The Juno Mission


The gas giant planet Jupiter. Credit: NASA


Nov 04, 2011

A new spacecraft will orbit Jupiter for over a year.

On August 5, 2011 NASA launched the Juno Mission to Jupiter. After traveling out past the orbit of Mars, the spacecraft will return for a gravity assist from Earth on October 9, 2013, and then head out to deep space. Rendezvous with Jupiter should take place in July of 2016. Upon arrival, Juno will enter a north-south polar orbit.

This new mission is designed to explore Jupiter’s atmosphere: composition, temperature, cloud motions and other properties. It will also graph the giant planet’s magnetic and gravity fields, its magnetosphere, and the aurorae.

Juno will take about 11 days to complete one orbit, while Jupiter spins once in 10 hours. Juno will de-orbit into Jupiter’s cloud tops in 2017, after completing 33 passes around the planet.

A 2008 press release from the Jet Propulsion Laboratory announced that Jupiter’s rings are electrically charged. Astronomers proposed that Jupiter’s moon Io is “kneaded” by Jupiter’s gravity, causing the charged particles to be ejected by “volcanic” plumes. The ions flow in an electric circuit to and from Jupiter.

More than six years ago, the Picture of the Day addressed Io’s “volcanic” plumes. It was shown that they are plasma discharges from the moon to the gas giant. Some planetary scientists have begun to acknowledge an electrical connection after Io’s “footprint” was seen in Jupiter’s polar aurora.

All four of Jupiter’s largest moons were discovered to leave their marks in the aurora in the shape of “tails” flowing within the plasma column. Later, when NASA launched New Horizons on a mission to study Pluto and Charon, the “plumes” of Tvashtar, a gigantic volcano on Io, were found to be filamentary in structure, with indications that they are actually corona arc discharges from the electric “hot spots” linking the moon with Jupiter.

Jupiter’s rings are formed out of a thin sheet of material encircling the planet. The ring structure is quite diffuse, making observations difficult unless they are in correct alignment with the Sun. The outer radius begins at 129,000 kilometers, almost the same distance as the moon Adrastea. The four small moons, Metis, Adrastea, Amalthea and Thebe, are said to influence the structure of Jupiter’s rings in the same way that the “shepherd moons” of Saturn govern the shape of its huge ring formation.

Conventional theories assume that the Universe is electrically neutral, so when observational evidence confirms electrically active plasma, localized phenomena no matter how improbable are invoked. Tidal forces and volcanoes are presented as the cause for the activity seen on Io and the evidence for electric circuits is ignored. In the case of Jupiter’s rings, the same thing is happening. The ring charge is said to be caused by sunlight and shadow rather than by an electrically active circuit between Jupiter and the Sun.

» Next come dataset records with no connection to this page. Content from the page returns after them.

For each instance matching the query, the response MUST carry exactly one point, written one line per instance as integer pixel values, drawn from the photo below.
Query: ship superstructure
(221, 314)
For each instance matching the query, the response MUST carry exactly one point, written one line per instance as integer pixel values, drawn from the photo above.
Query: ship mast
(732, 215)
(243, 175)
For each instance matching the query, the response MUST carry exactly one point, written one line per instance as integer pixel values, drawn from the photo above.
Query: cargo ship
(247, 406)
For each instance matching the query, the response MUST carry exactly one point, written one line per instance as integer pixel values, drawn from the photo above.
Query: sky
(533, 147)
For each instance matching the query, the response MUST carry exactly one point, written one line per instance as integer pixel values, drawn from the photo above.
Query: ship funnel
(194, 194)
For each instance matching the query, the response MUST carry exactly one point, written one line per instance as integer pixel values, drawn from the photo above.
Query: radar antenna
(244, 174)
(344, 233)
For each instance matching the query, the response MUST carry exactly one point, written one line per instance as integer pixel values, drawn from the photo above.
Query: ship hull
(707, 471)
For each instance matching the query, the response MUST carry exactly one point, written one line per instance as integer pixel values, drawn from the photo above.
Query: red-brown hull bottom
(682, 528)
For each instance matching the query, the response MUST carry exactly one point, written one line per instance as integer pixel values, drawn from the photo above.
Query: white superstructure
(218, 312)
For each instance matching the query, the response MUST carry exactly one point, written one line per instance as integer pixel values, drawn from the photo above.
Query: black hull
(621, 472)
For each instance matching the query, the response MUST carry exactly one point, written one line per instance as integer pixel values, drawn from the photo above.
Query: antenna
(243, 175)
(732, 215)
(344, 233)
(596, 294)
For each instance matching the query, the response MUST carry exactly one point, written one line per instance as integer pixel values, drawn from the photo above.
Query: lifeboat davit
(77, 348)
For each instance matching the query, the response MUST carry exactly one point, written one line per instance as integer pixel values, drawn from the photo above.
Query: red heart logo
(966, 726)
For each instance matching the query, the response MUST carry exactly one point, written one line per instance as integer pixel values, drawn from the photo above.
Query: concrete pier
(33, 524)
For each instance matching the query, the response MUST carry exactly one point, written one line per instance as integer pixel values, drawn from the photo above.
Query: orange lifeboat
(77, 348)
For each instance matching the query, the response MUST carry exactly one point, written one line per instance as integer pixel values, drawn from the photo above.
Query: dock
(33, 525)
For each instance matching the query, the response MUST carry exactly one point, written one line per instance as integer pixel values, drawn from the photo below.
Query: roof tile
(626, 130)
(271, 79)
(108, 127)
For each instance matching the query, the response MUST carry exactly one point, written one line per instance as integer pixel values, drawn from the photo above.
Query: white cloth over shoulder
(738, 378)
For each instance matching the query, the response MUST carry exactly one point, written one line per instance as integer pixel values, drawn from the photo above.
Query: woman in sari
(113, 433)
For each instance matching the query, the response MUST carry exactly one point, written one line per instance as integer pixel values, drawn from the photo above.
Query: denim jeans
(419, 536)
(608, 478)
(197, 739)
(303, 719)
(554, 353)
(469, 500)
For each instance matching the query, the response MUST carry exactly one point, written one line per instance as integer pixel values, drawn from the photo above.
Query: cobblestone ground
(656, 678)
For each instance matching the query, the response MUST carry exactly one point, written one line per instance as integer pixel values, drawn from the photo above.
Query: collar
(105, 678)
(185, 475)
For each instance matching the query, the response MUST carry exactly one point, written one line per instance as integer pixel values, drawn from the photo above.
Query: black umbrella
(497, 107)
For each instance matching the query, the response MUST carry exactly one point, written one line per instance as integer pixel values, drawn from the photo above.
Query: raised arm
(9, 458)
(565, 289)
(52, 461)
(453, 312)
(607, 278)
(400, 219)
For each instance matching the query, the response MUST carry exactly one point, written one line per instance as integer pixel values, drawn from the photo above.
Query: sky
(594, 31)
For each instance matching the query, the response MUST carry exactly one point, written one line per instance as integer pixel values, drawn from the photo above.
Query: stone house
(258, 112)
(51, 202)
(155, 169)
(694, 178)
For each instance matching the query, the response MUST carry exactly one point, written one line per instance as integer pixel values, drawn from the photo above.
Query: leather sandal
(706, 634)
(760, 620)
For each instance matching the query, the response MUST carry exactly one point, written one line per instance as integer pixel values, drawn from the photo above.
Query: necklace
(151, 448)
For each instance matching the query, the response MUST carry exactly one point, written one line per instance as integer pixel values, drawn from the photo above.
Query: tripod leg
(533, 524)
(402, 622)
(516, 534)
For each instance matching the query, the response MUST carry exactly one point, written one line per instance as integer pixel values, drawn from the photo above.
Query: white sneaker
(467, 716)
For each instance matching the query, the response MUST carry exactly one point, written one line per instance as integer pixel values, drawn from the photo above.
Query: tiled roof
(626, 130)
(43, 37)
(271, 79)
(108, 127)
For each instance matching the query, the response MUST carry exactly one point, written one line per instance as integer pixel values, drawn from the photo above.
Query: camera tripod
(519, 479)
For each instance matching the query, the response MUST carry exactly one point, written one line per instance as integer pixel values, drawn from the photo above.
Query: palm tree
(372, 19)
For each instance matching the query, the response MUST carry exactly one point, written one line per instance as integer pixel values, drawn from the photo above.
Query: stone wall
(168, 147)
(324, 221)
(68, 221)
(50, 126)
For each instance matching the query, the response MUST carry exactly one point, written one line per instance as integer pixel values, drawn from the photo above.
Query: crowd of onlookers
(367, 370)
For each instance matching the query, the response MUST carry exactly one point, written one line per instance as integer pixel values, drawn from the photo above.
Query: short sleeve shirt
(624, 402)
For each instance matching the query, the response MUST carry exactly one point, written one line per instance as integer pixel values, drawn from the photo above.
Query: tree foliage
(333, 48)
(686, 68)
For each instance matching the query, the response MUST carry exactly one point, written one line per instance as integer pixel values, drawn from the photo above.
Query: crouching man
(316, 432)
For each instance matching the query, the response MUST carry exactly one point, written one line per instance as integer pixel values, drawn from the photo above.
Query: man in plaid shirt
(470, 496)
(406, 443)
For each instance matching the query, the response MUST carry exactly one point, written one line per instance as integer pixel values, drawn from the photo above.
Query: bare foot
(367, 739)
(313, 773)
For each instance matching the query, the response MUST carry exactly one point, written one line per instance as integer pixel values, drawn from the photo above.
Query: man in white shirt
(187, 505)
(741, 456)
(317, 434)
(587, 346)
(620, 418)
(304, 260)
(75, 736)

An electrical interaction between Jupiter and its moons means that they are charged bodies and are not electrically neutral. Jupiter exists in a dynamic electrical relationship to the Sun and it is now known that charged particles from the Sun and not “electric dynamos” power the planetary aurorae. Just like the aurorae, the ring system on Jupiter is probably behaving in similar fashion to what is seen on Saturn, so a similar explanation is most likely correct.